If one were to make an objective list of the most successful duos in American music during the pop era by sales and chart successes, one would have to include Daryl Hall and John Oates. However, if I were to make a list of the most disrespected duos in America music in the pop era, I would also include Daryl Hall and John Oates. Add to that the fact that they did have so many chart smashes, and it’s easy to see how a single that was not so successful could be forgotten so totally. And that’s exactly the fate of the duo’s 1981 single “Your Imagination”.

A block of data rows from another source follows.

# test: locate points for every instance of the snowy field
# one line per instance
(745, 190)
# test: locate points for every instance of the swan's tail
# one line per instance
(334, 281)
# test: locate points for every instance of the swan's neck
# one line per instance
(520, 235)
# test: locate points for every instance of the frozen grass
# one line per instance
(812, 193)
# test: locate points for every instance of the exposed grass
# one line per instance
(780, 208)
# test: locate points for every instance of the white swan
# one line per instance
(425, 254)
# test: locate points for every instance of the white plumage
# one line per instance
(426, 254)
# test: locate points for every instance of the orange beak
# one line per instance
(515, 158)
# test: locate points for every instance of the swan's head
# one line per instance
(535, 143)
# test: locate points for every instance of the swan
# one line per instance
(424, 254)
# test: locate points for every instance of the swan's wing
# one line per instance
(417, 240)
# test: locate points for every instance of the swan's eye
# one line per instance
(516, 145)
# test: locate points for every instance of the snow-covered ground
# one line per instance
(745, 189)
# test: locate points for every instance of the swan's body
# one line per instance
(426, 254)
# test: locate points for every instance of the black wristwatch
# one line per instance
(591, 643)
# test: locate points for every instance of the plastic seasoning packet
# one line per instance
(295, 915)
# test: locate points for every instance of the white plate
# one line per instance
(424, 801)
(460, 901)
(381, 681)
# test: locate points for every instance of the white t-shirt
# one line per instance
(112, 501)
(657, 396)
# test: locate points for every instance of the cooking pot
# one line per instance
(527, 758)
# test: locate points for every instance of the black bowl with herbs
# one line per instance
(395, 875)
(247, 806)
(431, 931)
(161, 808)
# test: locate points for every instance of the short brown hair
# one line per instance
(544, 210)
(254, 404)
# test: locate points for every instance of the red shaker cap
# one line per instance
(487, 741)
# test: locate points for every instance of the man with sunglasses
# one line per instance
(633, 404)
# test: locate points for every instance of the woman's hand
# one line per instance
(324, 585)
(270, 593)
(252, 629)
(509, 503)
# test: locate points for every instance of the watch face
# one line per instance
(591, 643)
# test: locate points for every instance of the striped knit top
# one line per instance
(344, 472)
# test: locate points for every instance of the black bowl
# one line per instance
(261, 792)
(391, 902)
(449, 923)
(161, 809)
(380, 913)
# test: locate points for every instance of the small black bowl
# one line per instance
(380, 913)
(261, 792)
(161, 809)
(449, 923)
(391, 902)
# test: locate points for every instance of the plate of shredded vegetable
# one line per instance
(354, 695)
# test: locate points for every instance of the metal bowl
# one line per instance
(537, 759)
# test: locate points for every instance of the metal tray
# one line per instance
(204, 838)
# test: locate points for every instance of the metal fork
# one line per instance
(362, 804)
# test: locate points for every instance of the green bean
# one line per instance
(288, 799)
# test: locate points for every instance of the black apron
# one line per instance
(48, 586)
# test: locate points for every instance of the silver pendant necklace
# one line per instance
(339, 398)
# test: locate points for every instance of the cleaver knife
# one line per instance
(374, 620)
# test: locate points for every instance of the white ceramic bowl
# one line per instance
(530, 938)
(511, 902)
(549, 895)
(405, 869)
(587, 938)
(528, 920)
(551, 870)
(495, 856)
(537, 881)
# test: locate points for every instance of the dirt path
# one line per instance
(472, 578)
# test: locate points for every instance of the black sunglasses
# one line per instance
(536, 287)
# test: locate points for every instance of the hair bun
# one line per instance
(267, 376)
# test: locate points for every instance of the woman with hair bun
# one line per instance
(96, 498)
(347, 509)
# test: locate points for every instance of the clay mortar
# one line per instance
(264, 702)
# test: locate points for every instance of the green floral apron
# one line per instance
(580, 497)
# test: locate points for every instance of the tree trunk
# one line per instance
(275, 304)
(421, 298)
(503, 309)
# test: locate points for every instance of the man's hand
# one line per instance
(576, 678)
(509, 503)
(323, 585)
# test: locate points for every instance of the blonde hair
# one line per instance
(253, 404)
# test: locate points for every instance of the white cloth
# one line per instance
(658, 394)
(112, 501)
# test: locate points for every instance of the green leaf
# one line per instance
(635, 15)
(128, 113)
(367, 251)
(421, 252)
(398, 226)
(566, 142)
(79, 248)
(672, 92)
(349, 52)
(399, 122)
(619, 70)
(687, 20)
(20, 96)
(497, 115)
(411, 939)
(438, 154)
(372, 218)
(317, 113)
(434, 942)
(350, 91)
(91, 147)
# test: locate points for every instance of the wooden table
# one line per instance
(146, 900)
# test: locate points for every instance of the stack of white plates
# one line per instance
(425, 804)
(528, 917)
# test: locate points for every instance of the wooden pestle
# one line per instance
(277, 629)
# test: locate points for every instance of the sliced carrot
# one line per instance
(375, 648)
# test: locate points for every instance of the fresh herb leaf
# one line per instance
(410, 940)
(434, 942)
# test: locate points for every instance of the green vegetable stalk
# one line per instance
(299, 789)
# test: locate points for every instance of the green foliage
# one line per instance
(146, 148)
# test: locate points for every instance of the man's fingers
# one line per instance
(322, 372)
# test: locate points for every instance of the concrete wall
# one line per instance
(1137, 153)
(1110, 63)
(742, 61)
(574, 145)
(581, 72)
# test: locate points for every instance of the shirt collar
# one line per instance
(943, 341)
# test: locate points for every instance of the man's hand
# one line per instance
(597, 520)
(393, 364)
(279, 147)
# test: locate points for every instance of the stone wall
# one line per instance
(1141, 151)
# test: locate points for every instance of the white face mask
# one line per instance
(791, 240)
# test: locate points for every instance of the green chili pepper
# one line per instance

Daryl Hall perhaps put it best when he described his path to success as “being in the right place at the right time”. While in college, he met up with John Oates, and the two of them started playing music together, which led to a contract with Atlantic Records in the early 1970s.
While the Atlantic Records era yielded one bona fide hit, “She’s Gone”, that single wasn’t actually a hit until after Mssrs. Hall and Oates had departed for RCA Records in 1975 and charted for the first time with “Sara Smile”. Then, Atlantic took “She’s Gone” and re-released it, taking advantage of the newfound recognition of the duo. Not long after that, they scored their first number one hit with the 1976 track “Rich Girl”, and the future was looking quite bright.
And then, as sometimes happen, came the lean years. Sure, the albums continued to chart well, but only two singles hit the top 20 in the following 3½ years. Tastes are fickle, but then, those were the peak disco years, and disco wasn’t really the sound Daryl Hall and John Oates went for.
The early 80s, and bigger successes
1980, however, brought some definite positive changes for the two of them. They decided to produce their next album, Voices, themselves, and very quickly, that album produced several hits, including a second number one hit, “Kiss On My List”.
Not wanting to rest on their laurels, the duo was already back in the studio while “Kiss On My List” was topping the charts. The resulting album, Private Eyes, while not the best selling album Daryl Hall and John Oates released, was quite successful, going double platinum and spawning four top 40 singles, two of which went to number one.
(Private Eyes peaked at #5 on Billboard’s Top LPs & Tape chart. Album ℗1981 RCA Records. Photo courtesy Amazon.)
The fourth single from Private Eyes, “Your Imagination”, was a Hall-penned track about someone whose lover believes them not to be faithful. Granted, the lyric “just one oversight, and know that didn’t last too long” would probably not help their lover’s active imagination. I’m not sure the relationship described by this song is going to last.
Oh, well, it had a good beat, and you could dance to it. (And it got a fair amount of airplay on MTV, which in 1982 was still desperate for music videos.*)
“Your Imagination” did not experience the rapid rise up the charts that the first three singles had had. While those singles all reached the top 40 by either their second or third week on Billboard’s Hot 100, “Your Imagination”, despite a strong debut at #69 for the week ending June 19, 1982 (chart | magazine), crept up the charts quite slowly, requiring six weeks just to reach the top 40 and peaking at #33 in its ninth week, the week ending August 14 (chart | magazine). It remained at #33 for two weeks, fell all the way to #92 the next week, and was gone. As might be expected, “Your Imagination” did not follow its three predecessors onto the 1982 year-end chart.
Of course, the career of Daryl Hall and John Oates continued to be quite successful after Private Eyes. H2O, released just a couple of months after “Your Imagination” hit its peak position, was the duo’s best-selling album, and their albums and singles continued to chart throughout the 1980s.
But are they really disrespected? By some, definitely yes. Take, for example, Rolling Stone, which in a list of (supposedly) the 20 greatest duos of all time, inexplicably left Daryl Hall and John Oates off the list entirely, as did some site called U Discover Music in its list of the top 11 greatest vocal duos of all time. I guess they hadn’t discovered everything.
While I’m sure Mssrs. Hall and Oates are not at all concerned about the continued disrespect by so-called music experts who ought to know better, it bothers me that there are generations of people not reading about or hearing nearly enough music from Daryl Hall and John Oates. Even a song like “Your Imagination” deserves airplay, if for no other reason than to illustrate how prolific and consistent the two of them remained for more than a decade.